The Financial Express
 
 
 
 

 

 
   CORPORATE
Tuesday, January 08, 2002 
THE INDEX


Debt-driven growth

Crisil Q3: Ratings ratchet up business

Sachchidanand Shukla & Dhruv Rathi

Crisil, aided by a smart rebound in overall business during the quarter to December 2001, has posted a robust 62 per cent growth in its top line to Rs 16 crore. The factors like tardy industrial activities, slow investment and credit demand, despite falling interest rates, adversely impacted the rating major during the last few years.
However, during the latest quarter, ratings segment grew 53 per cent to Rs 11 crore which has accounted for 70 per cent of its revenue. Revenue from advisory services doubled to Rs 3.5 crore accounting for 22 per cent.


Despite a pick up in rating services through fiscal 2001, the company’s inability to check its expenses has further dented its profitability. In view of the fact that rating is a service business, staff expenses are high. Yet, cost control has led to a spurt in Crisil’s operating profit to Rs 8.8 crore. Consequently, OPM jumped by over 21 percentage points to 53 per cent on top of an improved performance in the immediately preceding quarter.

However, despite being a debt-free company, high depreciation and tax charges that rose 55 per cent and 85 per cent respectively pared down the bottomline growth to 21 per cent at Rs 5.4 crore.

Besides the improved corporate debt activity, enhancement of rating portfollio to include hospital grading services may help Crisil.

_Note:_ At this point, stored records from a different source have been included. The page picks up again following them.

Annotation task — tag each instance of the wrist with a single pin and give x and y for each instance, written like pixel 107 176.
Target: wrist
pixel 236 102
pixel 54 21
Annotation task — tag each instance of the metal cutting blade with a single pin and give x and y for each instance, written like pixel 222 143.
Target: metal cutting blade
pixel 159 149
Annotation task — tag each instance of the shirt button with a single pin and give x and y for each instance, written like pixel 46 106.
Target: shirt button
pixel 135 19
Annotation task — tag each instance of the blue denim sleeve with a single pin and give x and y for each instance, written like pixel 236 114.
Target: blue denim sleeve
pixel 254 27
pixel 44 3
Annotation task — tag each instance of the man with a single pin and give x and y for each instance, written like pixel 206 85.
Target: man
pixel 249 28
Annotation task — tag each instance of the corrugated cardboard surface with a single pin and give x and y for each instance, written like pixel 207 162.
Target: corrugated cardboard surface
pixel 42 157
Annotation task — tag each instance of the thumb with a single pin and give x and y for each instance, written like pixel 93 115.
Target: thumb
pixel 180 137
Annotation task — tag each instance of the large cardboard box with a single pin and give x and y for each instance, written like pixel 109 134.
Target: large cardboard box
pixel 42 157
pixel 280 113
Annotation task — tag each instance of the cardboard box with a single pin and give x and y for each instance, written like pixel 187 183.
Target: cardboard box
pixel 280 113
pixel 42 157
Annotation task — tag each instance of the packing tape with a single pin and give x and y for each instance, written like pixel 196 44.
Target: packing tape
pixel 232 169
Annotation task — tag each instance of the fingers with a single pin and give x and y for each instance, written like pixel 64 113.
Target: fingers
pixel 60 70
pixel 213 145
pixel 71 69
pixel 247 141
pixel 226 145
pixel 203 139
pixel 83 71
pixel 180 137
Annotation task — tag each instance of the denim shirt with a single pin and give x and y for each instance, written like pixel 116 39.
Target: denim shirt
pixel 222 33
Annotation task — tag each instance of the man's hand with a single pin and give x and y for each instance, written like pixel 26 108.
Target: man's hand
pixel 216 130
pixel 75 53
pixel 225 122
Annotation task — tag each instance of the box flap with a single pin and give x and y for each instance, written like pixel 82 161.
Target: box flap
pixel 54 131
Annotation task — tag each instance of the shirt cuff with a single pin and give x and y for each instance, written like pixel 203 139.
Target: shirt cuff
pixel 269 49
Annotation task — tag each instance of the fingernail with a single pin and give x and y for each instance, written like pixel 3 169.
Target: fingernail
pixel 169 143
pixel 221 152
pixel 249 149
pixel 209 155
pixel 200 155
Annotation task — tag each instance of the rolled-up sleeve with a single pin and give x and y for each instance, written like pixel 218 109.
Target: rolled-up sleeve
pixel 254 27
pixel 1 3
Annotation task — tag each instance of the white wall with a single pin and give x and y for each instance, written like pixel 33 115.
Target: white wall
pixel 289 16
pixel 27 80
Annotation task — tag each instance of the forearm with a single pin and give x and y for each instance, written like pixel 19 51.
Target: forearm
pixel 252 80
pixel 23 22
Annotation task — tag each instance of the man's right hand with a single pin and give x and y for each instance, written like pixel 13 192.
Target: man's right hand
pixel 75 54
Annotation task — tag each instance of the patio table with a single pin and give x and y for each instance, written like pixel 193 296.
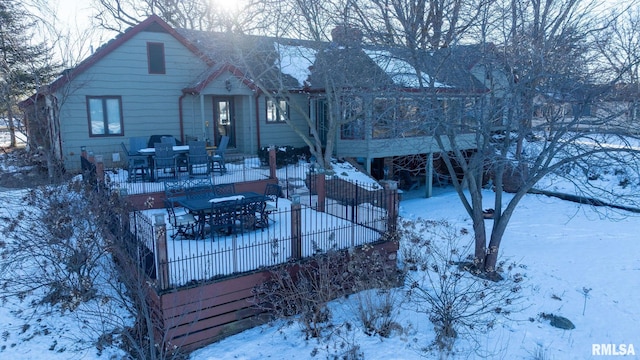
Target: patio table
pixel 151 152
pixel 245 202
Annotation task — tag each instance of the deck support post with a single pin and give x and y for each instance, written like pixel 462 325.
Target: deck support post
pixel 160 230
pixel 296 228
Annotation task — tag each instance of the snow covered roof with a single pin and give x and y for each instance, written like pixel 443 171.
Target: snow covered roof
pixel 296 61
pixel 400 71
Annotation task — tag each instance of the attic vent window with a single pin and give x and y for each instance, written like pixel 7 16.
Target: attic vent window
pixel 155 58
pixel 277 110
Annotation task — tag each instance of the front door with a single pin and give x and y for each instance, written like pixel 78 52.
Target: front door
pixel 224 118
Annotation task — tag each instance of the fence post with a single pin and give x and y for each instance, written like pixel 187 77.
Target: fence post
pixel 296 228
pixel 321 190
pixel 160 231
pixel 391 203
pixel 272 162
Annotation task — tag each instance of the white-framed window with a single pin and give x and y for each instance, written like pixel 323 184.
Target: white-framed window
pixel 105 115
pixel 277 110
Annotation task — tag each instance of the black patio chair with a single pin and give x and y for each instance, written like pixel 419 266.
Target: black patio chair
pixel 137 165
pixel 198 159
pixel 225 217
pixel 164 160
pixel 183 223
pixel 272 192
pixel 217 159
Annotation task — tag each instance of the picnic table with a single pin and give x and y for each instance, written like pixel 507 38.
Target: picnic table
pixel 225 213
pixel 151 152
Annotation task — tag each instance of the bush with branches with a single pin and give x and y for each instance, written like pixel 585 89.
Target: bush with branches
pixel 443 283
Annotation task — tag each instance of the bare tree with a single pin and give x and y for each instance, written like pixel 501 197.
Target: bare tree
pixel 22 64
pixel 546 97
pixel 118 15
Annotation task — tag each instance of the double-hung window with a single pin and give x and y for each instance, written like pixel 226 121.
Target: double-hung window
pixel 277 110
pixel 105 115
pixel 155 58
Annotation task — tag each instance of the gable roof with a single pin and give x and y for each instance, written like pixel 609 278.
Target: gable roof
pixel 153 23
pixel 307 65
pixel 300 64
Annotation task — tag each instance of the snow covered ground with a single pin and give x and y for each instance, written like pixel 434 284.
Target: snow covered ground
pixel 565 248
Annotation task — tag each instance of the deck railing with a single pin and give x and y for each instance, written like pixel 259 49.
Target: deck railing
pixel 348 216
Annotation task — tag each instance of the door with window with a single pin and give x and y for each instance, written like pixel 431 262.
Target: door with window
pixel 224 118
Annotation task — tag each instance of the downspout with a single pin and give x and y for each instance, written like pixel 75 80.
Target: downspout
pixel 180 115
pixel 258 118
pixel 202 121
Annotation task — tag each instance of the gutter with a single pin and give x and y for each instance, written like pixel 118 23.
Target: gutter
pixel 583 200
pixel 180 116
pixel 258 118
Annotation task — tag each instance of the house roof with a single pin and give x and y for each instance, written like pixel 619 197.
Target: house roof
pixel 300 64
pixel 291 64
pixel 152 23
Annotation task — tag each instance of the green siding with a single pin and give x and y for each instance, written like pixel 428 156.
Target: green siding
pixel 149 101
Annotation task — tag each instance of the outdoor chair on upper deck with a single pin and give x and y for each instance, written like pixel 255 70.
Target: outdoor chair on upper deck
pixel 198 159
pixel 198 188
pixel 164 159
pixel 217 159
pixel 224 189
pixel 272 192
pixel 181 159
pixel 138 165
pixel 224 217
pixel 183 223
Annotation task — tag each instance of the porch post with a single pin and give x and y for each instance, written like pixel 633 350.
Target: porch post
pixel 321 190
pixel 429 175
pixel 203 121
pixel 162 263
pixel 391 203
pixel 272 162
pixel 296 228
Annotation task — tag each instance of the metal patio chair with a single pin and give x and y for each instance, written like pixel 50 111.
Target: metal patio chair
pixel 137 165
pixel 183 223
pixel 217 159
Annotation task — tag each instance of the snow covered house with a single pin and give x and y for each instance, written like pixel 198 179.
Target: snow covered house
pixel 259 91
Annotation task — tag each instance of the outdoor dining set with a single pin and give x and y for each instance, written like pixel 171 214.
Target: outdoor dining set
pixel 162 155
pixel 196 205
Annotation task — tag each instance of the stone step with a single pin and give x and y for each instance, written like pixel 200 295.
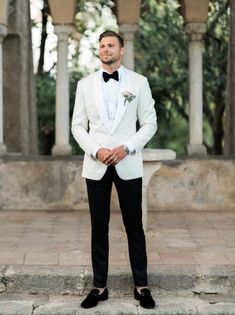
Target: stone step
pixel 70 305
pixel 165 280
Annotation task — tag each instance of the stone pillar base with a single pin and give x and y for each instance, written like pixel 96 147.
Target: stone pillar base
pixel 65 149
pixel 3 149
pixel 196 149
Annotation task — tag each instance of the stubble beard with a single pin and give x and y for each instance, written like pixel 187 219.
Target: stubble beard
pixel 108 62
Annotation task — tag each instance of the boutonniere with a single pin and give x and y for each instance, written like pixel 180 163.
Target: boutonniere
pixel 128 96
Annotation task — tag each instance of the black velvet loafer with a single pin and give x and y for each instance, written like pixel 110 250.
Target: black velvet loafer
pixel 145 298
pixel 94 297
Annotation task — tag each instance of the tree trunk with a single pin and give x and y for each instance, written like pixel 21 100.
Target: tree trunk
pixel 229 145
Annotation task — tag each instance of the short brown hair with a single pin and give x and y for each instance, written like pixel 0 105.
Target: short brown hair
pixel 112 34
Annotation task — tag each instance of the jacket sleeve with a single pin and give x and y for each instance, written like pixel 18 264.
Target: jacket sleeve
pixel 80 122
pixel 147 118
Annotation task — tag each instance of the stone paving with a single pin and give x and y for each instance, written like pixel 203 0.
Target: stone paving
pixel 37 245
pixel 63 238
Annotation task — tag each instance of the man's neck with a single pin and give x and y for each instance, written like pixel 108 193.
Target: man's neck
pixel 111 68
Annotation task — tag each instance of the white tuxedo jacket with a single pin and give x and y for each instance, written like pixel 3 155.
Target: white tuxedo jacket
pixel 90 125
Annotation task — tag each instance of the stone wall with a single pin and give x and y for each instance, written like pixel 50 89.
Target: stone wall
pixel 55 183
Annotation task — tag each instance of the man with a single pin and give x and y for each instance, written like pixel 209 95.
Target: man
pixel 108 105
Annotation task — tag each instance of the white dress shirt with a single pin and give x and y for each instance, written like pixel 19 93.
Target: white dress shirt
pixel 110 92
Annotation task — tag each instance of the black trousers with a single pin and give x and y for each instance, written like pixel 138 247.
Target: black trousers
pixel 130 200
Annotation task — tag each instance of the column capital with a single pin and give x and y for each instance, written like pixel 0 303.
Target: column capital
pixel 63 31
pixel 3 32
pixel 128 30
pixel 195 30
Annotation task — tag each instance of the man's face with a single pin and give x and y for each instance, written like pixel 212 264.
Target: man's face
pixel 110 50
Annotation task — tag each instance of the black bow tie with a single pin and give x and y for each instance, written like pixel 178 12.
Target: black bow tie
pixel 108 76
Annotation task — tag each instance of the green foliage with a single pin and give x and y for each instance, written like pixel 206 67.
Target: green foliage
pixel 46 112
pixel 161 53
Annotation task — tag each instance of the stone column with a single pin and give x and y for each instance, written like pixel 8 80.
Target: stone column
pixel 3 33
pixel 62 146
pixel 195 146
pixel 128 33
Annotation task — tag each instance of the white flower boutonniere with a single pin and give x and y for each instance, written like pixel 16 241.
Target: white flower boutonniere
pixel 128 96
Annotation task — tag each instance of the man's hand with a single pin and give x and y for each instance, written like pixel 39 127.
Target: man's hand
pixel 115 156
pixel 103 154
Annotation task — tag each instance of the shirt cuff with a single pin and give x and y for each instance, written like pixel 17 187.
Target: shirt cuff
pixel 131 148
pixel 94 151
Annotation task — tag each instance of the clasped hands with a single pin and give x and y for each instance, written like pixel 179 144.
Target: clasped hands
pixel 111 156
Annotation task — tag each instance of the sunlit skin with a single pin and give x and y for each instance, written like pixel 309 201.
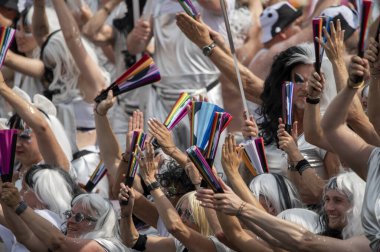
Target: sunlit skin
pixel 74 229
pixel 300 76
pixel 27 151
pixel 336 206
pixel 24 38
pixel 187 220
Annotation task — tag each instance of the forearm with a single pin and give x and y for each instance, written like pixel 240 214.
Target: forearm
pixel 94 25
pixel 108 144
pixel 242 190
pixel 253 86
pixel 312 127
pixel 374 102
pixel 289 235
pixel 128 231
pixel 24 65
pixel 40 23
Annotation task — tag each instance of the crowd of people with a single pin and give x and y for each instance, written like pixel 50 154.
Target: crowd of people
pixel 322 189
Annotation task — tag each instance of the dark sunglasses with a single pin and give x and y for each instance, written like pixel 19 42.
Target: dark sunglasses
pixel 79 217
pixel 186 214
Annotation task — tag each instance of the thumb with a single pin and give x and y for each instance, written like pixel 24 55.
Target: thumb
pixel 295 130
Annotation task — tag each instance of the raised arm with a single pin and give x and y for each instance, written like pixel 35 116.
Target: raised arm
pixel 49 147
pixel 93 77
pixel 286 235
pixel 96 29
pixel 40 23
pixel 350 147
pixel 108 145
pixel 168 213
pixel 199 34
pixel 373 56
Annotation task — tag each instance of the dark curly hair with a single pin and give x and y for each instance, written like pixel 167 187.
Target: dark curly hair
pixel 271 97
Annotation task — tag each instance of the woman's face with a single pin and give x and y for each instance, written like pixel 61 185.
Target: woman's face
pixel 336 205
pixel 79 221
pixel 300 76
pixel 24 38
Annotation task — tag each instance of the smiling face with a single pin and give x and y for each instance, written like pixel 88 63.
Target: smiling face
pixel 76 227
pixel 336 205
pixel 300 76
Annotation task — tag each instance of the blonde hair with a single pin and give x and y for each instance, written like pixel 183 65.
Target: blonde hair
pixel 198 211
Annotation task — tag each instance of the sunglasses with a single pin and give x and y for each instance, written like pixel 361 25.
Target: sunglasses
pixel 25 134
pixel 186 214
pixel 79 217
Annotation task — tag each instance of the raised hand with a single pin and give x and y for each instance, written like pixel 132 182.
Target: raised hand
pixel 334 46
pixel 316 85
pixel 250 128
pixel 135 123
pixel 147 165
pixel 103 107
pixel 162 135
pixel 231 156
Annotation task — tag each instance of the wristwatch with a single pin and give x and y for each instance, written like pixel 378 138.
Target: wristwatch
pixel 152 186
pixel 207 50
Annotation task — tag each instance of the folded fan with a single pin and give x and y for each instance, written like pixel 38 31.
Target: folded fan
pixel 138 138
pixel 287 105
pixel 96 176
pixel 189 8
pixel 6 38
pixel 254 156
pixel 178 112
pixel 204 169
pixel 142 73
pixel 8 139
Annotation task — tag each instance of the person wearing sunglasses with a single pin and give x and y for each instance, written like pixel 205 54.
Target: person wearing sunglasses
pixel 48 190
pixel 91 225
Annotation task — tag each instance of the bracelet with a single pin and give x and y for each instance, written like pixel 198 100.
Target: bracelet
pixel 313 101
pixel 140 243
pixel 353 85
pixel 302 165
pixel 123 157
pixel 241 208
pixel 21 207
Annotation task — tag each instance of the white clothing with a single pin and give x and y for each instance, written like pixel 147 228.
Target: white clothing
pixel 371 203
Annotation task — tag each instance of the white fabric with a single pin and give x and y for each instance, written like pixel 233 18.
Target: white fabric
pixel 371 203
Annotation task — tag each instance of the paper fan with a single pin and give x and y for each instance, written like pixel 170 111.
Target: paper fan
pixel 204 169
pixel 254 156
pixel 6 38
pixel 142 73
pixel 287 105
pixel 8 139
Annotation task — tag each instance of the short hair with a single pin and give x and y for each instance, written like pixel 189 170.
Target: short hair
pixel 276 188
pixel 53 186
pixel 353 187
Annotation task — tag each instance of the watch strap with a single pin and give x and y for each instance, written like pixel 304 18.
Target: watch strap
pixel 22 206
pixel 153 185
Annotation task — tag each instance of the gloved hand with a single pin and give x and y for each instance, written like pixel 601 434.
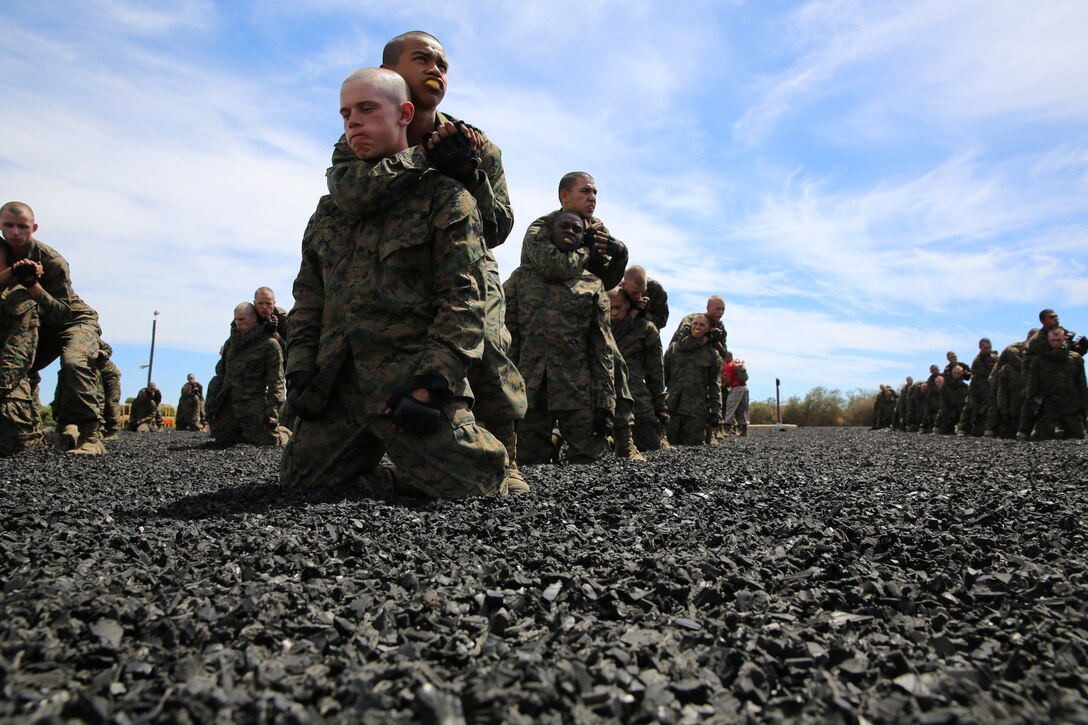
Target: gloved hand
pixel 602 422
pixel 297 382
pixel 453 156
pixel 415 416
pixel 25 272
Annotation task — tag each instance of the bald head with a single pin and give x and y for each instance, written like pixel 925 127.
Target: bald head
pixel 387 82
pixel 245 317
pixel 715 308
pixel 376 112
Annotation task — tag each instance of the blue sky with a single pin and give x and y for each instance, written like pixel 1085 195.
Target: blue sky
pixel 867 184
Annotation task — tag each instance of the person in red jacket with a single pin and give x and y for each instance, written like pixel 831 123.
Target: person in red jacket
pixel 734 384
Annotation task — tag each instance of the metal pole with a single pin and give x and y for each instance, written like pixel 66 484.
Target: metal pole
pixel 778 402
pixel 150 363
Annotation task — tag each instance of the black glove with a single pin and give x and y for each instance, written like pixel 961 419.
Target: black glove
pixel 454 157
pixel 602 422
pixel 25 273
pixel 416 417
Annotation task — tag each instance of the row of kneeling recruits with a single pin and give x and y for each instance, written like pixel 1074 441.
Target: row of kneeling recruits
pixel 404 342
pixel 1034 390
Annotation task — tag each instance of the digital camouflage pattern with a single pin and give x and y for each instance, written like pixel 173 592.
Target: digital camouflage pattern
pixel 682 335
pixel 392 287
pixel 693 381
pixel 20 428
pixel 1009 390
pixel 640 342
pixel 247 391
pixel 496 383
pixel 69 330
pixel 952 401
pixel 144 415
pixel 561 341
pixel 109 389
pixel 1056 394
pixel 609 270
pixel 657 309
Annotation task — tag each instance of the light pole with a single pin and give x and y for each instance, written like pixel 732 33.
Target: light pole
pixel 150 361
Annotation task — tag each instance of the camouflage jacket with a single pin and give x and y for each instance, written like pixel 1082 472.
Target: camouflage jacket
pixel 640 343
pixel 249 373
pixel 1056 380
pixel 558 320
pixel 492 196
pixel 693 377
pixel 59 306
pixel 392 274
pixel 19 336
pixel 682 335
pixel 657 309
pixel 538 242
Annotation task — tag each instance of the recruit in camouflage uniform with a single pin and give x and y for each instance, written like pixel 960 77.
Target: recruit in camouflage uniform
pixel 1009 388
pixel 144 415
pixel 976 413
pixel 388 316
pixel 693 380
pixel 245 396
pixel 188 409
pixel 608 269
pixel 20 429
pixel 109 388
pixel 1056 390
pixel 640 344
pixel 953 398
pixel 69 329
pixel 497 386
pixel 557 315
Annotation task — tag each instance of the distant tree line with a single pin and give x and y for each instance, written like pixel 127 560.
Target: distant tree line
pixel 819 407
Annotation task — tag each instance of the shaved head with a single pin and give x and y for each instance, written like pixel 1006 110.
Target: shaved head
pixel 396 46
pixel 387 82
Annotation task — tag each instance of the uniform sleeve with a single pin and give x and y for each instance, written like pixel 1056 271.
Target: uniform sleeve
pixel 493 197
pixel 714 386
pixel 654 368
pixel 455 338
pixel 57 297
pixel 273 376
pixel 602 365
pixel 510 291
pixel 309 293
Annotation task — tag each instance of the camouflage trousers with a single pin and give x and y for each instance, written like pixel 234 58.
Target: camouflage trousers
pixel 648 432
pixel 737 406
pixel 342 449
pixel 534 435
pixel 687 430
pixel 110 377
pixel 77 347
pixel 240 424
pixel 497 385
pixel 20 428
pixel 187 417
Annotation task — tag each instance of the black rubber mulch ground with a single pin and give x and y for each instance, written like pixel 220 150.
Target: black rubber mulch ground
pixel 810 575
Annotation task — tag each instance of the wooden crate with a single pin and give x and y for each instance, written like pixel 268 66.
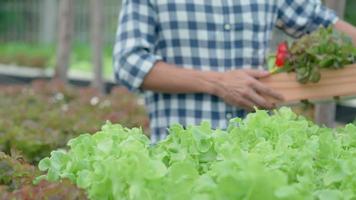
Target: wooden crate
pixel 333 83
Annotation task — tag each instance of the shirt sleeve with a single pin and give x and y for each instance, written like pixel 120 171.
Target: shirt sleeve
pixel 298 17
pixel 134 47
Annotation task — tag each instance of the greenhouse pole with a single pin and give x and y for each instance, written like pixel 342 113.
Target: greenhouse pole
pixel 66 28
pixel 97 43
pixel 325 112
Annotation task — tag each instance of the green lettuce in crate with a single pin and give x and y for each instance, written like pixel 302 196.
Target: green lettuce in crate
pixel 279 156
pixel 324 48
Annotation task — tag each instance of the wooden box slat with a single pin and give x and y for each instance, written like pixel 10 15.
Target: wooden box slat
pixel 333 83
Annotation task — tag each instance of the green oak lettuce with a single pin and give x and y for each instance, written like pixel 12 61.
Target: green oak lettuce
pixel 279 156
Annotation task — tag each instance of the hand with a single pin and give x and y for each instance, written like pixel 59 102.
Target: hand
pixel 242 88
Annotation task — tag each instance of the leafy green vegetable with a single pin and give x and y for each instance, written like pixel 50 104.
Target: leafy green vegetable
pixel 279 156
pixel 322 49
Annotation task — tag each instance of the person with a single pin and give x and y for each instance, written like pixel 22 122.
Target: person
pixel 198 60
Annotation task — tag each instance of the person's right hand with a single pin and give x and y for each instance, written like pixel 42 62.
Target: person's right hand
pixel 242 88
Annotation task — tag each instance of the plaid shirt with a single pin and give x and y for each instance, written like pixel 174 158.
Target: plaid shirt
pixel 215 35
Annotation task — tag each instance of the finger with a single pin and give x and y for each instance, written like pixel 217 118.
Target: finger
pixel 257 73
pixel 243 102
pixel 262 89
pixel 259 101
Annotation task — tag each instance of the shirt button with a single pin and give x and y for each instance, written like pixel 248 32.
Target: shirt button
pixel 228 115
pixel 227 27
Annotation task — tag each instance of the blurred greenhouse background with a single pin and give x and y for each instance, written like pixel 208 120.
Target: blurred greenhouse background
pixel 29 33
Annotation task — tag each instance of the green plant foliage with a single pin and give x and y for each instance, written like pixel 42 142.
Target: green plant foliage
pixel 322 49
pixel 16 183
pixel 282 156
pixel 37 119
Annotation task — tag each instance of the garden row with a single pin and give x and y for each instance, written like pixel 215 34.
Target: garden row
pixel 42 117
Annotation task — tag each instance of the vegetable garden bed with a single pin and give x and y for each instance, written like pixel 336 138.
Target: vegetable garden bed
pixel 44 116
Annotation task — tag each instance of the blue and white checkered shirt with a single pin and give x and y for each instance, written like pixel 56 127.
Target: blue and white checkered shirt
pixel 211 35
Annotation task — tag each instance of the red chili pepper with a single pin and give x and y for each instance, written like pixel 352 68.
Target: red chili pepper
pixel 282 54
pixel 283 47
pixel 280 60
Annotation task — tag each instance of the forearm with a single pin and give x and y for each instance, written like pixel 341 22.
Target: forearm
pixel 168 78
pixel 346 28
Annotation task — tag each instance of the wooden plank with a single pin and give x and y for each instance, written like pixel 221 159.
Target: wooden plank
pixel 333 83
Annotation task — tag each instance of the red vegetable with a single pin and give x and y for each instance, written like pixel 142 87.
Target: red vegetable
pixel 282 54
pixel 283 47
pixel 280 59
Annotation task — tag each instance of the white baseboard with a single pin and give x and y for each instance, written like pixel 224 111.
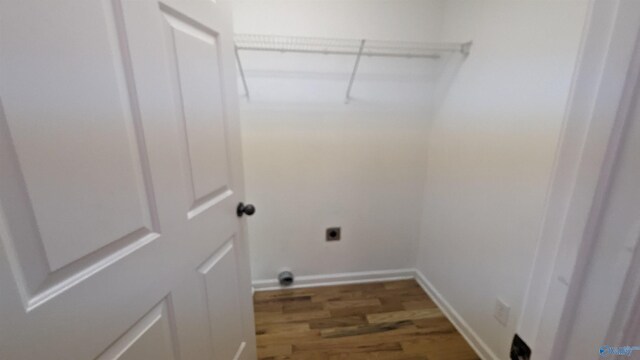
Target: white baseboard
pixel 463 328
pixel 336 279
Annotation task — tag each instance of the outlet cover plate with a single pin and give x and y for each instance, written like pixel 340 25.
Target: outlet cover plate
pixel 333 234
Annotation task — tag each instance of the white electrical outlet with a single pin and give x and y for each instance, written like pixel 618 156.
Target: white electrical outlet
pixel 501 312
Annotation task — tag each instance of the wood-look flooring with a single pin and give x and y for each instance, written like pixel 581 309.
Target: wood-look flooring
pixel 383 321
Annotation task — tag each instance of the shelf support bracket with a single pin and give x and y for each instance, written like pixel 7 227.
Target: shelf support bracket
pixel 241 70
pixel 353 73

The company’s leveraging of its dot com subsidiary also augurs well. The dot com subsidiary has launched real time market coverage service - CRISIL Marketwire (CMW) that boasts of the second largest subscription base in the country.

Debt rating business today is a far cry from the peaks of 1994-95. Even if the current pick up in debt appraisal activity is sustained, a 65 per cent market share in the rating industry will substantially improve Crisil’s financial performance during the current fiscal. However, Crisil’s high dependence on the ratings business will keep its earnings prone to volatility owing to the cyclical nature of the business.

Parke Davis
Parke Davis is all set to merge with Pfizer Ltd. After major changes such as the sale of Saki Naka plant and premises and downsizing, the company is relying more on trading.

Net sales during the quarter to September 2001, declined marginally to Rs 57 crore (Rs 58 crore). Operating profits also came down eight per cent to Rs 9.5 crore and margin from 17.9 per cent to 16.7 per cent. A decline of 43 per cent in other income to Rs 2.3 crore was a major reason.

After the sale of a substantial part of fixed assets, depreciation sharply declined by 69 per cent to Rs 0.5 crore. This helped the company to post net profit at Rs Rs 5.2 crore up 35 per cent.

The merger of Parke Davis with Pfizer will lead to overlapping of brands in the same therapeutic segments. In cough syrup segment, Parke Davis has “Benadryl” and Pfizer has “Corex” brand. Benadryl’s annual sales is around Rs 25 crore and Corex’s Rs 71 crore. During the last few years, Benadryl’s growth has been stagnant but Corex has been growing at 15 per cent a year, fired mainly by a steady increase in its price.

Other products of Parke Davis do not clash with Pfizer’s. Parke Davis boasts many household brands like “Gelusil”, “Waterburrys compound”, “Ferradol”, “Agarol”, “Neko soap” and “Listerine”. The company’s product basket covers many therapeutic groups like gynecology, cardiology, neurology, paediatric and anti-infectives. It has a network of 2000 stockists evenly spread over four major regions of the country helping the company to move its drugs all across the country efficiently.

The market share of ‘Benadryl’ and ‘Gelusil’ has been falling as a result of strong competition from other brands like Corex (Pfizer) and Digene (Knoll). The company is likely to spend Rs 25 crore on strengthening of these brands.

After the merger, the company will benefit from the marketing muscle of Pfizer’s additional 800 market representatives. The company will also benefit from huge research and development of their parent company that may spend $ 4.7 billion on research and development.